The brain is always working, even when you're sleeping. Information from your environment makes its way to the brain, which receives, processes, and integrates it so that you can survive and function under all sorts of changing circumstances and learn from experience. This information comes from both outside your body (like what your eyes see and skin feels) and inside (like your heart rate and body temperature).
The brain is made up of many parts that all work together as a team. Each of these different parts has a specific and important job to do. When drugs enter the brain, they interfere with its normal tasks and can eventually lead to changes in how well it works. Over time, drug use can lead to addiction, a devastating brain disease---when people can’t stop using drugs even when they really want to, and even after it causes terrible consequences to their health and other parts of their lives. (Learn more about the brain-body connection.)
Drugs affect mostly three areas of the brain:
- The brain stem is in charge of all the functions our body needs to stay alive—breathing, moving blood, and digesting food. It also links the brain with the spinal cord, which runs down the back and moves muscles and limbs. It also lets the brain know what’s happening to the body.
- The limbic system links together a bunch of brain structures that control our emotional responses, such as feeling pleasure when we eat chocolate or kiss someone we love.
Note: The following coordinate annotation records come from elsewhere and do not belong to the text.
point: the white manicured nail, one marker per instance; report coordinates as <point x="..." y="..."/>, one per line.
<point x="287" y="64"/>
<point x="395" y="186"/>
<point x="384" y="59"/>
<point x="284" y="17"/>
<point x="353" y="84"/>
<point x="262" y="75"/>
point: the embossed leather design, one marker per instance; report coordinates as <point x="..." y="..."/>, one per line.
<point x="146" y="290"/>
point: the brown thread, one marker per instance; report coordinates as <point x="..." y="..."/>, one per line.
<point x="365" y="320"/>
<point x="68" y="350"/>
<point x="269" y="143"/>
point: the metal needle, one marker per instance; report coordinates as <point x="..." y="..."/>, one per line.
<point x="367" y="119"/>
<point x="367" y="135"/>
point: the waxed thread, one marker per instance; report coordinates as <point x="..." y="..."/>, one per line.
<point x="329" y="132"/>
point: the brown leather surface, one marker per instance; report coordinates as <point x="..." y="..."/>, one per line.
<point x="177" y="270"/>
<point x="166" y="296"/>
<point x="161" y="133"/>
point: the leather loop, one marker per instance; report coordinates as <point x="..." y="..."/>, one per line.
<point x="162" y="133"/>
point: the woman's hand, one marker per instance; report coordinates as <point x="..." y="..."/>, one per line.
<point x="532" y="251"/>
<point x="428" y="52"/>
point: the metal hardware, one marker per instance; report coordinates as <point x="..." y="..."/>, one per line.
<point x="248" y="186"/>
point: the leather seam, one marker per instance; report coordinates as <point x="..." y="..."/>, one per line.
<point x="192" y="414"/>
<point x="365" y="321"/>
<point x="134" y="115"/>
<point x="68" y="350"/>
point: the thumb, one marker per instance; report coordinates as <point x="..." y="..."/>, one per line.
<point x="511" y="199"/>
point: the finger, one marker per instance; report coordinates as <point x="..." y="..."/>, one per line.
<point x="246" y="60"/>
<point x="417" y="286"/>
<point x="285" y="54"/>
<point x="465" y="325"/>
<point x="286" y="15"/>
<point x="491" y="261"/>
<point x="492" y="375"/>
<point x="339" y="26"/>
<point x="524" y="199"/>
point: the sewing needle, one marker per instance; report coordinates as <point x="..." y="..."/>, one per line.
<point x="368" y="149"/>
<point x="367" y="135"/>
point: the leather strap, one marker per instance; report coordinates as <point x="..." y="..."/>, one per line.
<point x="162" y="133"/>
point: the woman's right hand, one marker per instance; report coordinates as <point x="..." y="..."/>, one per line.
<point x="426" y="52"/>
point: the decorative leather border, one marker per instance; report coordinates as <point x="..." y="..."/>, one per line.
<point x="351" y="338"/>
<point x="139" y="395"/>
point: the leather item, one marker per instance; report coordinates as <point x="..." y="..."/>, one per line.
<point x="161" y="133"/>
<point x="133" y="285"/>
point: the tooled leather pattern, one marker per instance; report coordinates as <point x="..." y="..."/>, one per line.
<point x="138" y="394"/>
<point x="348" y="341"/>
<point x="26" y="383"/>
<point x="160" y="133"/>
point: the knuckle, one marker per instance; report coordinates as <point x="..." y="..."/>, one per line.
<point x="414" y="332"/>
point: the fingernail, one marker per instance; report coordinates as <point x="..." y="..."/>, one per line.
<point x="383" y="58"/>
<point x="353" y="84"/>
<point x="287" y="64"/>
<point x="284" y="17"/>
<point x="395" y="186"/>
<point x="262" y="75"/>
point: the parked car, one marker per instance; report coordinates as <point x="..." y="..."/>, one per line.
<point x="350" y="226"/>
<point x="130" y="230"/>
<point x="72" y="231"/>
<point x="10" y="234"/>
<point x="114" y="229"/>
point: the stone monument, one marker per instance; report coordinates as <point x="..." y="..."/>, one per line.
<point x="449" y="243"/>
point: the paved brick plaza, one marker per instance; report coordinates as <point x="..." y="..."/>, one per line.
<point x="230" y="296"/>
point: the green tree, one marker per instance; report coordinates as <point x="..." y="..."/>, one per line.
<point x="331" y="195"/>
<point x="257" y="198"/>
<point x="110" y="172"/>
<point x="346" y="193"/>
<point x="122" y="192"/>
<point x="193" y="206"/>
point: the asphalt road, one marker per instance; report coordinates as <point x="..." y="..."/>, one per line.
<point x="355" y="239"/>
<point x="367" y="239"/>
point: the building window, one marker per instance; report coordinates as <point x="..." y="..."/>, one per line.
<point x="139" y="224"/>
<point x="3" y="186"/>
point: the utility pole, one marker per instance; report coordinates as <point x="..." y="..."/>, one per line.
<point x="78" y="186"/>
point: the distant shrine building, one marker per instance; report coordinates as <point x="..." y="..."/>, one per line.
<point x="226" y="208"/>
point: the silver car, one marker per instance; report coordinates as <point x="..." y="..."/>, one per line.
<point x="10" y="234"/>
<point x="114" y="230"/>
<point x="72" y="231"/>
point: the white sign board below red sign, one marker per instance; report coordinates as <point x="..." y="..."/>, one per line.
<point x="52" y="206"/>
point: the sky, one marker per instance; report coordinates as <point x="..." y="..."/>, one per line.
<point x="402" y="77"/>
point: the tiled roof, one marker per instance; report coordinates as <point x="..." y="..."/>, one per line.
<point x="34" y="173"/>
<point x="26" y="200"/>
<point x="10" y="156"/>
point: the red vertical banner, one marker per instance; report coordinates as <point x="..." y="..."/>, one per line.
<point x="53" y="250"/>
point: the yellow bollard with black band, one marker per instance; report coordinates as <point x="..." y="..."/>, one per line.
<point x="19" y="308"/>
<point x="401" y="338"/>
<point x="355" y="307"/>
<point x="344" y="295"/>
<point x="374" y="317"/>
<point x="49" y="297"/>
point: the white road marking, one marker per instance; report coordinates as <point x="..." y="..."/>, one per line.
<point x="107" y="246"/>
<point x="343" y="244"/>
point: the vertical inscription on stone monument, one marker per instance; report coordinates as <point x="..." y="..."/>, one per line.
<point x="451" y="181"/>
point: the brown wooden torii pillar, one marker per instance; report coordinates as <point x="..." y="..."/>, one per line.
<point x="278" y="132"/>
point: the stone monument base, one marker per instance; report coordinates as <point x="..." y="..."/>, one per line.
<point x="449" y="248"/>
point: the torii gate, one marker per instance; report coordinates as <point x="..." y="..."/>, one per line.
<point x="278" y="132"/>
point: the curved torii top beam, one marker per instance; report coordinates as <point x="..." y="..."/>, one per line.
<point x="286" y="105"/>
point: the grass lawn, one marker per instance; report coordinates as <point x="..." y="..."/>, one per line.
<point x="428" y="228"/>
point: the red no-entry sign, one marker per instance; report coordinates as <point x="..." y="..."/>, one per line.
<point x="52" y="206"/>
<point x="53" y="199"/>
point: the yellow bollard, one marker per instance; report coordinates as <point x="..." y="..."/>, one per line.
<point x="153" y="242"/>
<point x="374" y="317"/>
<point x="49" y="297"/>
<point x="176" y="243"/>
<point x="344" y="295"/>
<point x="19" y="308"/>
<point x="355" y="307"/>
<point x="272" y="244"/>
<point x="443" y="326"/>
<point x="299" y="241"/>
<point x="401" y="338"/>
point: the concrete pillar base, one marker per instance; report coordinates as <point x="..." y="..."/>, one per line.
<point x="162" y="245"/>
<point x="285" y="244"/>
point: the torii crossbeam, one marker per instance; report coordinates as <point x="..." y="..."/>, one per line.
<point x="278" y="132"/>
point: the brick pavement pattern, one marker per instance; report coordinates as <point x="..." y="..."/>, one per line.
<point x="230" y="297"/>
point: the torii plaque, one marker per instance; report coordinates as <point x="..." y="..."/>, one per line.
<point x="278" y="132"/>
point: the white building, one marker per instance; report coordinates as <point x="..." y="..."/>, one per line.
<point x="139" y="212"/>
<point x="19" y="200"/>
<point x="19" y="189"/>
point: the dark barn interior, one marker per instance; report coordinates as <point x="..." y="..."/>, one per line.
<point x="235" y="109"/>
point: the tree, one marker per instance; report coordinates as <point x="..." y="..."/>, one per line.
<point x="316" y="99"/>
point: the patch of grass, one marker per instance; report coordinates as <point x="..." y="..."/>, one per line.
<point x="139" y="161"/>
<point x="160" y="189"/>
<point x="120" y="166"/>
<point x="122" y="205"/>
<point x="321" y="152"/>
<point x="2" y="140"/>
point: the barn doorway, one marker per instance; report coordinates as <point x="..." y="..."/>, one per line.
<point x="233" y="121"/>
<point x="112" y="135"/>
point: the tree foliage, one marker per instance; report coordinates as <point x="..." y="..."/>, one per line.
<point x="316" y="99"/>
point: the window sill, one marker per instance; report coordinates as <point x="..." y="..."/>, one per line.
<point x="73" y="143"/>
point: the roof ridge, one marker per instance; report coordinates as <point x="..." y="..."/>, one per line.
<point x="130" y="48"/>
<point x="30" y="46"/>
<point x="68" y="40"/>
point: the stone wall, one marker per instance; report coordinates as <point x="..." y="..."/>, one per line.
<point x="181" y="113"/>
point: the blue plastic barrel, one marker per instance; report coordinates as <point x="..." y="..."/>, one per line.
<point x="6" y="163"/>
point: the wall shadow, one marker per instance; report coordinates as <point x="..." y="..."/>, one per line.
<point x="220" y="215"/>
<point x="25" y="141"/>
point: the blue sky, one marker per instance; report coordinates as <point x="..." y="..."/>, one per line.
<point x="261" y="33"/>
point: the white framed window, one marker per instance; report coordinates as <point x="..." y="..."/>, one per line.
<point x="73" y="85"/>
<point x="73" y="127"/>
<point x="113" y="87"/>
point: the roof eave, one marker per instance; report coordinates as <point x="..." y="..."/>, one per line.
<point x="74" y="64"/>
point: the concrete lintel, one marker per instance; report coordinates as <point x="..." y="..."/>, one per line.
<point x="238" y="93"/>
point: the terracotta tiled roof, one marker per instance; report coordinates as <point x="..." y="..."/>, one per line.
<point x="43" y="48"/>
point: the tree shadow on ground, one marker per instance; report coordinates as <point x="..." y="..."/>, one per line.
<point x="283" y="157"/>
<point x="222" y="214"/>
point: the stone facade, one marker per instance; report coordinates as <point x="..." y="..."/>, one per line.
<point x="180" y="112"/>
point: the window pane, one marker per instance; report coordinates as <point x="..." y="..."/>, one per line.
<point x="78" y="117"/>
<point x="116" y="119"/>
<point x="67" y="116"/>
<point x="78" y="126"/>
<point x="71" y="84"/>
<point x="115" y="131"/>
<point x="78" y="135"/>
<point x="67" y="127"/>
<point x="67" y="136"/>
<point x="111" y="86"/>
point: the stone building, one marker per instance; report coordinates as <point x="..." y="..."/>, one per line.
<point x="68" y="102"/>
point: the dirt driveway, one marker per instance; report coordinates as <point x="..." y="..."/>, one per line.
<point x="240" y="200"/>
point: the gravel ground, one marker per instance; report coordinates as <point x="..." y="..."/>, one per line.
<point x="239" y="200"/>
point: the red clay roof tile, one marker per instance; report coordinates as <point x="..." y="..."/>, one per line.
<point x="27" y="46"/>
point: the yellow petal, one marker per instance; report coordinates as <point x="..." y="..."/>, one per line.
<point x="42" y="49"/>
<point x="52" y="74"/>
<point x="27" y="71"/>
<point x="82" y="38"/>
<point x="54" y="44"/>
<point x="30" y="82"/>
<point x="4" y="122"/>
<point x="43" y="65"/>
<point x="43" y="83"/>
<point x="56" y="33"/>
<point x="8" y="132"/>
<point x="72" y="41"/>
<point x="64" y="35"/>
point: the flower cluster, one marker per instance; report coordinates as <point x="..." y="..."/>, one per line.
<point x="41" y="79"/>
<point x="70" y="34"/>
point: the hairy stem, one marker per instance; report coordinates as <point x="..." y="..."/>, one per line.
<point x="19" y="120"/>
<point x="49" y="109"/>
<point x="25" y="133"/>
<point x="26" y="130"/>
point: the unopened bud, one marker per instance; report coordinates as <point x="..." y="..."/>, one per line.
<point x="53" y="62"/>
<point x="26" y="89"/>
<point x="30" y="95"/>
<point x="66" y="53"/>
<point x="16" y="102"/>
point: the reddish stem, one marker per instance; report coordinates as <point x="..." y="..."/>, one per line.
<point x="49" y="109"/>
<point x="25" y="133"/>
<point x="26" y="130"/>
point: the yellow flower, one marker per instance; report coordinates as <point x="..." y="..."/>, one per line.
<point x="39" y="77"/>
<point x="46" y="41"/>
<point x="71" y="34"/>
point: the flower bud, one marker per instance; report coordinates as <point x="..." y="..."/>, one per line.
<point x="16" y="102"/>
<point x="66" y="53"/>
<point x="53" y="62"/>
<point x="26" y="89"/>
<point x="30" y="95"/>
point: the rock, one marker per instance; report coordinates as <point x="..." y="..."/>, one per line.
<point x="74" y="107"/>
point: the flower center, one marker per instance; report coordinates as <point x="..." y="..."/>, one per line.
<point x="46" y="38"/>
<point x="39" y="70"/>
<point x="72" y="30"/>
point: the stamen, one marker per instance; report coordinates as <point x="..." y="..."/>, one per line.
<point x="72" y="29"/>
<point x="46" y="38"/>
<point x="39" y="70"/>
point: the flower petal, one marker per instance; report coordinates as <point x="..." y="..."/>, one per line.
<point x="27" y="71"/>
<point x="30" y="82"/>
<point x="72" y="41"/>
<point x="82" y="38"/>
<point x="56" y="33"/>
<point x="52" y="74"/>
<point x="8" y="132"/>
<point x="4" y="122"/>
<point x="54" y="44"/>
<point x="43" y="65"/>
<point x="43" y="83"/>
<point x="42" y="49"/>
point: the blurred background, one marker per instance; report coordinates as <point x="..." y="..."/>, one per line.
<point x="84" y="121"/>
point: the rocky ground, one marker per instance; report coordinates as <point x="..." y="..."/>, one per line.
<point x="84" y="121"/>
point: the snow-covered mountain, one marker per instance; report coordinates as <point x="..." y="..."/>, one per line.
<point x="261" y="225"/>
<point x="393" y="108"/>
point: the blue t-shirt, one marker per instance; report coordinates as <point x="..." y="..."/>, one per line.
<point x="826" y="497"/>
The good feelings motivate us to repeat the behavior, which can be good because things like eating and love are critical to our lives.
- The cerebral cortex is the mushroom-shaped outer part of the brain (the gray matter). In humans, it is so big that it makes up about three-fourths of the entire brain. It’s divided into four areas, called lobes, which control specific functions. Some areas process information from our senses, allowing us to see, feel, hear, and taste. The front part of the cortex, known as the frontal cortex or forebrain, is the thinking center. It powers our ability to think, plan, solve problems, and make decisions.